In TRACHEOTOMY, on the contrary, though the trachea is only covered by the skin, and by the sterno-hyoid and sterno-thyroid muscles, it is much more deeply situated than the larynx. There is no arterial branch before this canal which could produce hemorrhage to any extent, if we except the rare instance of a branch of considerable size, running to the thyroid gland. But the case is very different with the veins: those called the inferior thyroid, are placed a little obliquely in front of the trachea, so that it is almost impossible to expose it, without wounding them, or some of their branches. This hæmorrhage is not dangerous from its amount, but by obscuring the parts, it renders the incision of the trachea more difficult, and by running into this canal when it is opened, threatens the patient with suffocation.
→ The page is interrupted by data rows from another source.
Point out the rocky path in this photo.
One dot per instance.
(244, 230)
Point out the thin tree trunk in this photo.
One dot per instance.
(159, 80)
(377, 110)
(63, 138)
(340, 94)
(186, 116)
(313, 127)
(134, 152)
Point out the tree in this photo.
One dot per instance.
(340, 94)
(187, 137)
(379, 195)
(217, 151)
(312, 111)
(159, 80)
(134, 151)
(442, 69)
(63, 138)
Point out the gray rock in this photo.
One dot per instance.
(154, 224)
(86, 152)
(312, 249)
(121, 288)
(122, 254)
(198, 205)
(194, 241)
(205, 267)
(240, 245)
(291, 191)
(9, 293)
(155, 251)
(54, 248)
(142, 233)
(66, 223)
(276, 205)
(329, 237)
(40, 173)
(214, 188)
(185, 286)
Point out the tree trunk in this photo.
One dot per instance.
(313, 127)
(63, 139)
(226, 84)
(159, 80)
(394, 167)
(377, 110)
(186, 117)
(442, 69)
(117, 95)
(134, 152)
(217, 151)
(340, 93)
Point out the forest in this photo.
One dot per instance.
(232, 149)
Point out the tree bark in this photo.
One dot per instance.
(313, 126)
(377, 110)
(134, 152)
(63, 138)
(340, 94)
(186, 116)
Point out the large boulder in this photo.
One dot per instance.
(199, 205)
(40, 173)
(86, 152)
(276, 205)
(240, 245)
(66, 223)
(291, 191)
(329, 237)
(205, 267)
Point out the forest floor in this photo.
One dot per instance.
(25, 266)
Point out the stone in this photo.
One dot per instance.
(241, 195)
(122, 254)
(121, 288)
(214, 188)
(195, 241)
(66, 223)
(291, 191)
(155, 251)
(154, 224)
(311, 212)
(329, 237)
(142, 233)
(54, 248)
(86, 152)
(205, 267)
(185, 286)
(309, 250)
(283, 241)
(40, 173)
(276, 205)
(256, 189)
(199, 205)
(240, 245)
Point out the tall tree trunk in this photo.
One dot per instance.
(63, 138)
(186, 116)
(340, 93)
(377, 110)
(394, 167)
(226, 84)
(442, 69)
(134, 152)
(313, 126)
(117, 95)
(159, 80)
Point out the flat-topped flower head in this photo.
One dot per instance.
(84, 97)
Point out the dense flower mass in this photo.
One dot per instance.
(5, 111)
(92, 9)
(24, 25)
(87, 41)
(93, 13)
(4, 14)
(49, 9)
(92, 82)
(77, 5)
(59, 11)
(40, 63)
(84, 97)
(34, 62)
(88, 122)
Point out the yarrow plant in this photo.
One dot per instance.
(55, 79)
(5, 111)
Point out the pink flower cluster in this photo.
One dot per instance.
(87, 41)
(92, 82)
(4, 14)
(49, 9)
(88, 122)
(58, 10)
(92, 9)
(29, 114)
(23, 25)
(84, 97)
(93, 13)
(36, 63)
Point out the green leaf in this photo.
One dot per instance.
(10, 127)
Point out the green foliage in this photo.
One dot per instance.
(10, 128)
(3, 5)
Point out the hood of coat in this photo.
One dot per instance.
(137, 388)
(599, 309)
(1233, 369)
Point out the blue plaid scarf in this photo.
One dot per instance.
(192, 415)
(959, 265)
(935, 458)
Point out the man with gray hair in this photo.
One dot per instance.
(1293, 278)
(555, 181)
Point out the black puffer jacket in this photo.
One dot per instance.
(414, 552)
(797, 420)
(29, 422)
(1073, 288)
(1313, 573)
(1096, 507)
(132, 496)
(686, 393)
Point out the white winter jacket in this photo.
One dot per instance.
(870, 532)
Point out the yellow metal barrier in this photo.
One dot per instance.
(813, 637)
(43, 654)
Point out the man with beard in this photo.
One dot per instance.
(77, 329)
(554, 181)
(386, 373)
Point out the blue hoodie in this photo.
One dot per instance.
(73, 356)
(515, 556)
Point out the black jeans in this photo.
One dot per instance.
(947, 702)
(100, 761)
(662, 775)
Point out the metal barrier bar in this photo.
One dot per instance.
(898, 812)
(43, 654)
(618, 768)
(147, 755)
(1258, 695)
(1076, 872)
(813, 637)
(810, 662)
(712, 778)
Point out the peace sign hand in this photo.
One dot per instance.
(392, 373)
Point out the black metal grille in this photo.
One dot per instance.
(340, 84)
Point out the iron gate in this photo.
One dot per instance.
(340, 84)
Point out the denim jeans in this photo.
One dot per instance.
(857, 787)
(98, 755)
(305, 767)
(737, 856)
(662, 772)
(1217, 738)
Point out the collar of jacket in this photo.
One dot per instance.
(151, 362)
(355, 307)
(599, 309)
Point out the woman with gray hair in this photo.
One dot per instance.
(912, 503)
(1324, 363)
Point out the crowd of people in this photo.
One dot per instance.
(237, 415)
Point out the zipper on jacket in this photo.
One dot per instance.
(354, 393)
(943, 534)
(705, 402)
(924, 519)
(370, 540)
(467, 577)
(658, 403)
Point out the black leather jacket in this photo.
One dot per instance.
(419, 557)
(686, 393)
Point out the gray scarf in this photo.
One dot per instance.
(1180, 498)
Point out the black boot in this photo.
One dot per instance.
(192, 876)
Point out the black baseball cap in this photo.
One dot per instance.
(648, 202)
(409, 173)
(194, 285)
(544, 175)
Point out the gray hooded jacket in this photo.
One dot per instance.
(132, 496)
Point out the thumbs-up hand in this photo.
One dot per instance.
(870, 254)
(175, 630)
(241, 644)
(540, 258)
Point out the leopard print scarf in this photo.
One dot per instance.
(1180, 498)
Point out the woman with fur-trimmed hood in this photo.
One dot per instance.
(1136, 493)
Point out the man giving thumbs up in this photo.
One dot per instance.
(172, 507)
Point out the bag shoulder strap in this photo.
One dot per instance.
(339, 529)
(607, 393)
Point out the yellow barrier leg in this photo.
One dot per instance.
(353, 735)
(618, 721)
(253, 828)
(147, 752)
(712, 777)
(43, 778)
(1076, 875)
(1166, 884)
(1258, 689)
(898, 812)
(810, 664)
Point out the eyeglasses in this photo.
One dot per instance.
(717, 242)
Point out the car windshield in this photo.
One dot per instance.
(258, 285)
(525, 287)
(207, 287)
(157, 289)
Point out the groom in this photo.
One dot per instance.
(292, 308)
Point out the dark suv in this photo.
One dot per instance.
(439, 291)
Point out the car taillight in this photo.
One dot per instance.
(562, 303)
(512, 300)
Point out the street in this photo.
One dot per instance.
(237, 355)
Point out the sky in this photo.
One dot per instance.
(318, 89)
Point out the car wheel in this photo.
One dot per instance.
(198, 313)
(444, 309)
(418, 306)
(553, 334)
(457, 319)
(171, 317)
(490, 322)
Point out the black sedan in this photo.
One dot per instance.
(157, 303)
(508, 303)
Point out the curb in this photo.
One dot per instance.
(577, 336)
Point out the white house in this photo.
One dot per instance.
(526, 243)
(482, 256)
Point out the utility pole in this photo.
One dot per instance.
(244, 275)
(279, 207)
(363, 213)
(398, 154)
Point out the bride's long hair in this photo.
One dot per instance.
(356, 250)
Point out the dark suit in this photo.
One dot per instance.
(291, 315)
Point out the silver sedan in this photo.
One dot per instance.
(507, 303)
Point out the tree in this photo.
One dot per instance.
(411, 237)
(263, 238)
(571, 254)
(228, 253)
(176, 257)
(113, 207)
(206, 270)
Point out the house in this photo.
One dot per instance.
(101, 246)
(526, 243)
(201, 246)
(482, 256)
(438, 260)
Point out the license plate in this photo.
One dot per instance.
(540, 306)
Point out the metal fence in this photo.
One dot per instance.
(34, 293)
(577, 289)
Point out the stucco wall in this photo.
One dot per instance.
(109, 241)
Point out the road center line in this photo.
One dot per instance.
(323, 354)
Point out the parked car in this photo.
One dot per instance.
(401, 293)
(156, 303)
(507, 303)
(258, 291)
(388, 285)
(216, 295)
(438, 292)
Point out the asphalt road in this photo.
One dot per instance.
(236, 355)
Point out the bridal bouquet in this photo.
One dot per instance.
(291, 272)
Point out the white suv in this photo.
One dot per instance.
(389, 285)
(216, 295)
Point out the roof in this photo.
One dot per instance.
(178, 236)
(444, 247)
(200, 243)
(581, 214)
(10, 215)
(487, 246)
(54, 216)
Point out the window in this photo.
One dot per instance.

From this comparison, it is evident that the operation of LARYNGOTOMY is more simple, and more easy, than that of tracheotomy, and that it ought to be preferred in all those cases in which it is likely to answer the end proposed in the operation. Thus M. Boyer decides, that the incision of the crico-thyroid membrane is sufficient for the purpose of restoring the passage of air, when it is intercepted by a cause such as cynanche, situated above this membrane, though as we conceive it admits of considerable doubt, if this situation be not objectionable on account of its proximity to the seat of the disease. Laryngotomy is exclusively proper when a foreign body is lodged in one of the ventricles of the larynx. When the obstacle which impedes the passage of air is situated below the crico-thyroid membrane, as for instance a foreign body fixed in the upper part of the oesophagus, and which does not admit of being pushed down into the stomach, tracheotomy is exclusively applicable. It is to this latter operation that we should have recourse when the trachea is obstructed by a foreign body; but in this case, in order to avoid the inconveniences attendant on tracheotomy, M. Boyer recommends the adoption of laryngo-tracheotomy, that is to say the incision of the cricoid cartilage, and of the two or three first rings of the trachea. The only part of any consequence injured in this operation is the middle portion of the thyroid gland; but this is in general so thin, so narrow, and its vessels so small, that there is little chance of any inconvenience resulting from it,

We are at a loss to understand the reasons which induce many practitioners to consider tracheotomy as the operation exclusively proper for the extraction of a foreign body from the trachea. It is admitted that laryngotomy is infinitely more easy in the performance than tracheotomy, and we have already quoted M. Boyer in illustration of the circumstances which render the latter more dangerous, though he has omitted to mention two occurrences which materially add to the risk and embarrassment of that operation,-we mean the not unfrequent ascent of the arteria innominata upon the lower part of the trachea; and the convulsive action of the muscles of the neck, as described by Messrs. A. Burns and Bell. The only objection which we can anticipate to the employment of laryngotomy in such cases, is that it is less likely to answer the object in view, namely, the extraction, or rather the expulsion of the foreign body. But the experiments of Favier on living animals, recorded in the Memoirs of the Academy of Surgery, have proved that foreign bodies introduced into the trachea are drawn towards the bronchiæ during inspiration, and driven towards the glottis during expiration; that they are expelled and driven out by expiration, as soon as an opening has been made in the trachea large enough to admit of their passage. M. Boyer alludes to these experiments for the purpose of proving that the fear of being unable to meet with, and extract the foreign body, cannot be a sufficient motive for declining the operation of bronchotomy; but surely they will also prove, that the object proposed may be effected by means of an opening of sufficient size in any part of the respiratory passage, and allow us to choose between the difficulties and dangers of tracheotomy, and the comparative facility and safety of laryngotomy.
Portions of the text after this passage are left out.